Hacker News new | ask | show | jobs
by catnaroek 3553 days ago
> assume it'll always be & depotimize (at a penalty) if it isn't

Stuff like this makes me nervous. Performance is already a complex topic, and stuff like this makes it even more complex. Unnecessarily so. If we were talking about a very high-level programming language (say, Prolog), you could argue that the expressiveness benefits outweigh the cost of the runtime system's complexity. But Java isn't even as expressive as C++, let alone Prolog.

> fully resolved types of objects (ie devirtualization)

C++ (and similar languages: D, Rust, etc.) and MLton (a Standard ML implementation) have been using monomorphization for ages, which is a compile-time analogue of devirtualization. Moreover, monomorphization has important advantages over devirtualization:

(0) It's completely predictable. You don't need to guess when it will happen.

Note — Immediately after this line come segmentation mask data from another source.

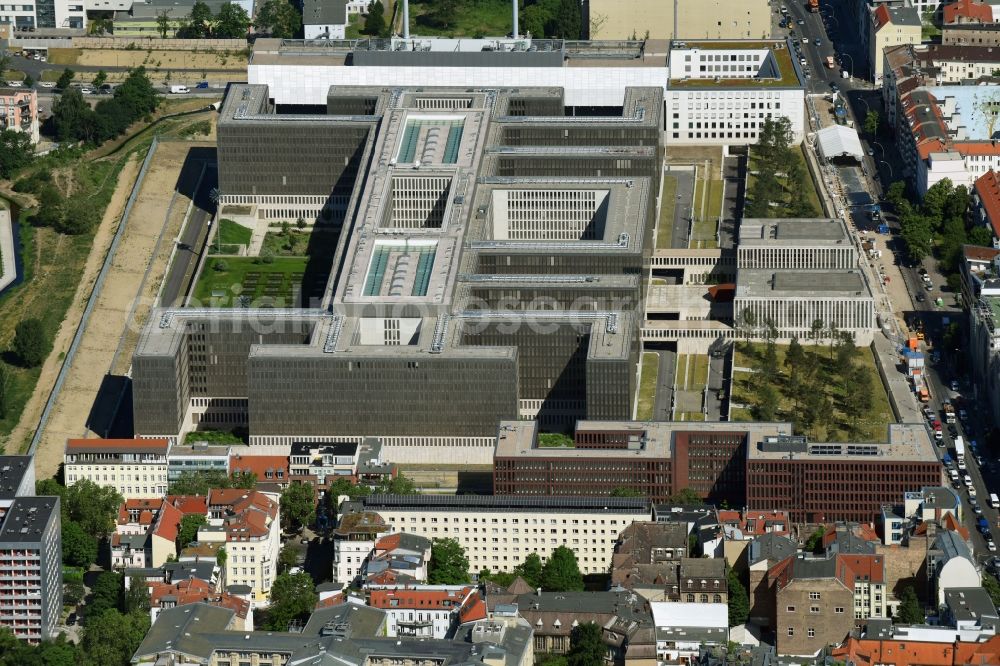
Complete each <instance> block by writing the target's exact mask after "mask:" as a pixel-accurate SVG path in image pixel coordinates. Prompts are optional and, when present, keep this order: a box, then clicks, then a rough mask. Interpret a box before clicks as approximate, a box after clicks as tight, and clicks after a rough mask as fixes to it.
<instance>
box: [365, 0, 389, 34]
mask: <svg viewBox="0 0 1000 666" xmlns="http://www.w3.org/2000/svg"><path fill="white" fill-rule="evenodd" d="M388 32H389V28H388V26H386V23H385V6H383V5H382V2H381V0H375V2H373V3H371V4H370V5H368V15H367V16H365V29H364V33H365V34H366V35H371V36H372V37H385V36H386V35H387V33H388Z"/></svg>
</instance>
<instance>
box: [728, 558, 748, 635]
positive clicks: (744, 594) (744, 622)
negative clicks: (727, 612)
mask: <svg viewBox="0 0 1000 666" xmlns="http://www.w3.org/2000/svg"><path fill="white" fill-rule="evenodd" d="M726 581H727V588H728V590H729V626H730V627H735V626H738V625H741V624H744V623H745V622H746V621H747V619H748V618H749V617H750V595H749V594H748V593H747V588H746V585H744V584H743V581H742V580H741V579H740V577H739V575H738V574H737V573H736V570H735V569H729V571H728V572H727V573H726Z"/></svg>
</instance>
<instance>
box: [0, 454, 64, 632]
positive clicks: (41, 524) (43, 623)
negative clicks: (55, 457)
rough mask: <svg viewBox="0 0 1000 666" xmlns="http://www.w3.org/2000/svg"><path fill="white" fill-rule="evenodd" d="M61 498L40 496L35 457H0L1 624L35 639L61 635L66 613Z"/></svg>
mask: <svg viewBox="0 0 1000 666" xmlns="http://www.w3.org/2000/svg"><path fill="white" fill-rule="evenodd" d="M62 598H63V587H62V527H61V520H60V509H59V498H58V497H35V467H34V460H33V459H32V457H31V456H0V627H7V628H8V629H10V630H11V631H12V632H14V635H15V636H17V637H18V638H20V639H22V640H26V641H29V642H31V643H38V642H39V641H43V640H46V639H49V638H52V637H54V636H55V634H56V628H57V625H58V624H59V617H60V615H61V614H62Z"/></svg>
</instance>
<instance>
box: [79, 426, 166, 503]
mask: <svg viewBox="0 0 1000 666" xmlns="http://www.w3.org/2000/svg"><path fill="white" fill-rule="evenodd" d="M169 451H170V443H169V442H168V441H167V440H165V439H70V440H67V442H66V451H65V454H64V456H63V462H64V463H65V468H64V474H65V478H66V485H68V486H71V485H73V484H74V483H76V482H77V481H81V480H83V479H88V480H90V481H93V482H94V483H96V484H97V485H99V486H106V487H111V488H114V489H115V490H117V491H118V492H119V494H121V496H122V497H124V498H125V499H135V498H152V497H163V496H165V495H166V494H167V454H168V453H169Z"/></svg>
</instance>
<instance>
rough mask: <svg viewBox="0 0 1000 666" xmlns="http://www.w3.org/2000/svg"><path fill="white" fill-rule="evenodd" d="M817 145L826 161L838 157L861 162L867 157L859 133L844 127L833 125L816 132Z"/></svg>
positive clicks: (838, 125) (819, 151) (845, 127)
mask: <svg viewBox="0 0 1000 666" xmlns="http://www.w3.org/2000/svg"><path fill="white" fill-rule="evenodd" d="M816 143H817V145H818V146H819V152H820V154H821V155H822V156H823V158H824V159H826V160H832V159H834V158H837V157H853V158H854V159H856V160H861V159H863V158H864V156H865V151H864V148H862V147H861V139H859V138H858V133H857V131H856V130H853V129H851V128H850V127H845V126H843V125H832V126H831V127H825V128H823V129H821V130H820V131H818V132H816Z"/></svg>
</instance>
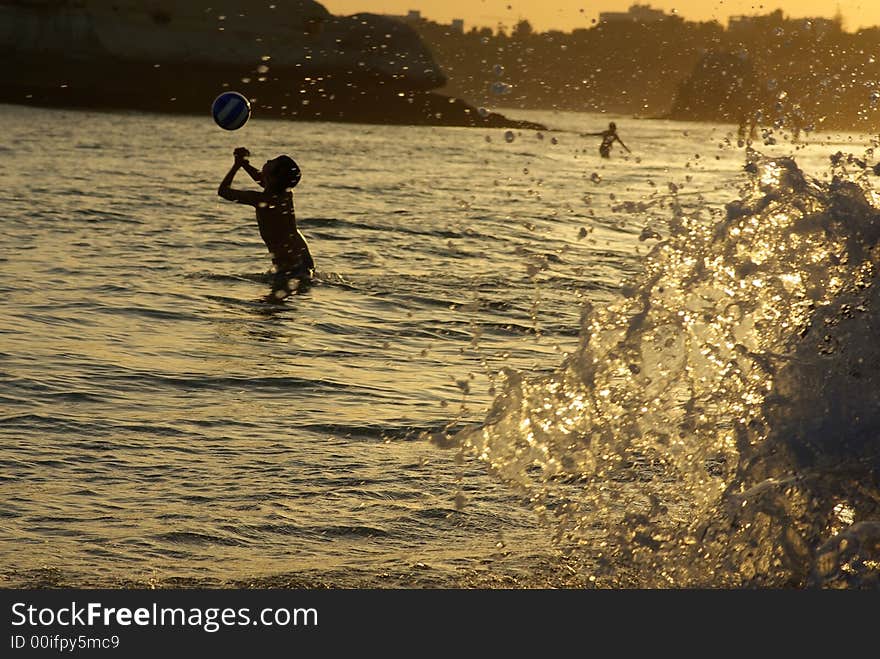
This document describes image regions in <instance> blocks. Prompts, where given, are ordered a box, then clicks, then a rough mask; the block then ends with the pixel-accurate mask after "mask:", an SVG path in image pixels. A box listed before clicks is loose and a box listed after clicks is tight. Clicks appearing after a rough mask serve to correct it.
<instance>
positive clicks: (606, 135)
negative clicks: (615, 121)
mask: <svg viewBox="0 0 880 659" xmlns="http://www.w3.org/2000/svg"><path fill="white" fill-rule="evenodd" d="M593 135H596V136H599V137H601V138H602V143H601V144H600V145H599V155H600V156H602V157H603V158H610V157H611V145H612V144H614V142H615V141H617V142H620V146H622V147H623V148H624V149H626V152H627V153H632V152H631V151H630V150H629V147H628V146H627V145H626V144H624V143H623V140H621V139H620V137H618V136H617V124H615V123H614V122H613V121H612V122H611V123H609V124H608V130H603V131H602V132H601V133H581V137H587V136H593Z"/></svg>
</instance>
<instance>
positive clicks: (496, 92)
mask: <svg viewBox="0 0 880 659" xmlns="http://www.w3.org/2000/svg"><path fill="white" fill-rule="evenodd" d="M490 89H491V91H492V93H493V94H497V95H499V96H500V95H502V94H507V93H508V92H509V91H510V90H511V86H510V85H508V84H507V83H506V82H501V81H500V80H496V81H495V82H493V83H492V86H491V87H490Z"/></svg>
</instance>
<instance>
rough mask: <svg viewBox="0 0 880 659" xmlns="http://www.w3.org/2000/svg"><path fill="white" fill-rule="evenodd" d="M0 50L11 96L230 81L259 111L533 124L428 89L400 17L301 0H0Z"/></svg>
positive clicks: (535, 127)
mask: <svg viewBox="0 0 880 659" xmlns="http://www.w3.org/2000/svg"><path fill="white" fill-rule="evenodd" d="M0 55H2V56H3V58H4V66H3V67H2V69H0V100H2V101H5V102H12V103H33V104H41V105H58V106H65V107H89V108H106V109H113V108H128V109H137V110H147V111H155V112H186V113H205V112H208V110H209V108H210V105H211V102H212V101H213V99H214V97H215V96H216V95H217V94H218V93H220V92H221V91H224V90H227V89H234V90H236V91H240V92H241V93H243V94H245V95H246V96H247V97H248V98H250V99H251V101H252V104H253V106H254V112H255V115H259V116H269V117H284V118H290V119H306V120H308V119H314V120H331V121H354V122H369V123H399V124H422V125H464V126H509V127H520V128H535V129H541V128H543V127H542V126H539V125H537V124H530V123H528V122H517V121H511V120H507V119H506V118H504V117H502V116H501V115H497V114H494V113H491V114H487V113H482V114H481V113H479V112H478V111H477V109H476V108H473V107H471V106H468V105H467V104H466V103H464V102H462V101H459V100H457V99H450V98H448V97H445V96H442V95H439V94H437V93H436V92H435V91H434V90H436V89H438V88H439V87H441V86H442V85H443V84H444V83H445V77H444V76H443V73H442V72H441V70H440V67H439V66H438V65H437V63H436V61H435V60H434V57H433V55H432V53H431V52H430V50H429V49H428V48H427V47H426V46H425V44H424V42H423V41H422V40H421V38H420V37H419V36H418V34H417V33H416V32H415V31H414V30H413V29H412V28H411V27H409V26H408V25H406V24H404V23H402V22H400V21H397V20H394V19H391V18H388V17H384V16H378V15H374V14H358V15H354V16H345V17H340V16H333V15H332V14H330V13H329V12H328V11H327V10H326V8H324V6H323V5H321V4H319V3H317V2H313V1H312V0H293V1H288V2H285V1H284V0H278V1H277V2H276V3H275V4H270V3H268V2H267V3H249V2H245V1H244V0H188V2H186V3H179V2H175V1H173V0H152V1H151V2H150V3H144V2H142V1H141V0H0Z"/></svg>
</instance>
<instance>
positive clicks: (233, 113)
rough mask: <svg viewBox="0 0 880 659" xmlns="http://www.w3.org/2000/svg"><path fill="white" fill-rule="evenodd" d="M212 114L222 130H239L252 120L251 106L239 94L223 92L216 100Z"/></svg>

It happens iff the concrete type (and its relevant vtables, if necessary) can be determined at compile-time: https://blog.rust-lang.org/2015/05/11/traits.html

(1) It's always a sound optimization, so it doesn't have to be undone at runtime under any circumstances.

(2) It's relatively simple to implement. In fact, a compiler front-end can completely monomorphize a program before handing it over to the back-end for target code generation.

> if a value is only used inside a branch that's never taken, don't bother mutating it)

The best way to handle unreachable branches is to avoid creating them in the first place. With proper use of algebraic data types and pattern matching, unreachable branches can be kept to a minimum, or even outright eliminated in many cases.

> data sizes (this "array" is only ever size 2, store it in registers)

C and similar languages natively handle statically sized arrays, so there's no need for runtime profiling and analysis just to determine that an array will always have size 2.

ML does something even better: you just use tuples (in this case, pairs), which reflect your intent much better than using arrays whose size has to be tested or guessed.

---

What I take away from this is that the JVM's supposedly “fancy” optimizations exist primarily to work around the Java language's lack of amenability to static analysis.

3 comments

Hence why we have projects Valhala and Panama.

However bringing those features to Java and the JVM specification, while keeping existing code running, is a big engineering effort, which is why they are targeting Java 10+.

I would have like that back in those days, Gosling and his team would have taken the inspiration from Modula-3, Oberon, Component Pascal and many others.

But better later than never, and regarding Java 10 time frame, I am happy they aren't doing a Python break the world thing.

I think you're ignoring the fact that there is lots of extra information available at runtime that isn't available from static analysis of languages even if they're very amenable to that, and that static analysis can actually give you worse information.

For example a call site could be statically analysed to be bimoprhic, but then sometimes when you run it the second type is never actually used and the call site can be made monomorphic.

The same thing applies to branches - they're both possible to use, but often when you run it with real data you only actually use one of them.

So I don't think these optimisations are primarily to work around amenability to static analysis - they achieve somethign different and actually more powerful.

I can even give you a real-world example of where static analysis is actually what causes unpredictable performance. There is an implementation of the Ruby language called Rubinius that statically looks at the instance variables in a class that are visible in the source code, and optimises the objects for that many instance variables. If you start to set extra variables dynamically, and so upset this static analysis, performance drops by a half. In the implementation of Ruby that I work on we can see the static references to instance variables in the source code but don't try to do anything based on this - we purely use a hidden class system and let the true number of instance variables emerge dynamically at runtime, and we don't have the same performance drop when you start to set extra variables dynamically (http://chrisseaton.com/rubytruffle/pppj14-om/pppj14-om.pdf)

I think it's quite a neat philosophy to apply - don't assume anything statically and let the real characteristics of the program's data and control flow emerge at runtime.

> There is an implementation of the Ruby language called Rubinius that statically looks at the instance variables in a class that are visible in the source code, and optimises the objects for that many instance variables. If you start to set extra variables dynamically, and so upset this static analysis, performance drops by a half.

You can implement an unsound static analysis for any language, and this in fact what Rubinius is doing: it's making potentially wrong conclusions about what instance variables will exist in objects. However, unsound analyses are outright harmful:

(0) Undoing unsound “optimizations” costs even more performance than was supposed to be gained by optimizing your program. (As you found out the hard way yourself.)

(1) They lie to you about what your code means! If this isn't bad enough, I don't know what else could be.

Unfortunately, a sound static analysis of Ruby code wouldn't be able to tell you much, precisely because Ruby allows you to subvert everything at runtime.

> As you found out the hard way yourself.

That makes it sound like I implemented it - I didn't - I implemented the alternative mechanism which doesn't have the same problem.

> With proper use of algebraic data types and pattern matching, unreachable branches can be kept to a minimum, or even outright eliminated in many cases.

Those would still result in branches. speculative optimizations can turn the common case into branch-free code that uses traps in the uncommon ones to bail out. But since those things are often data-dependent you can't just bake them in at compile-time.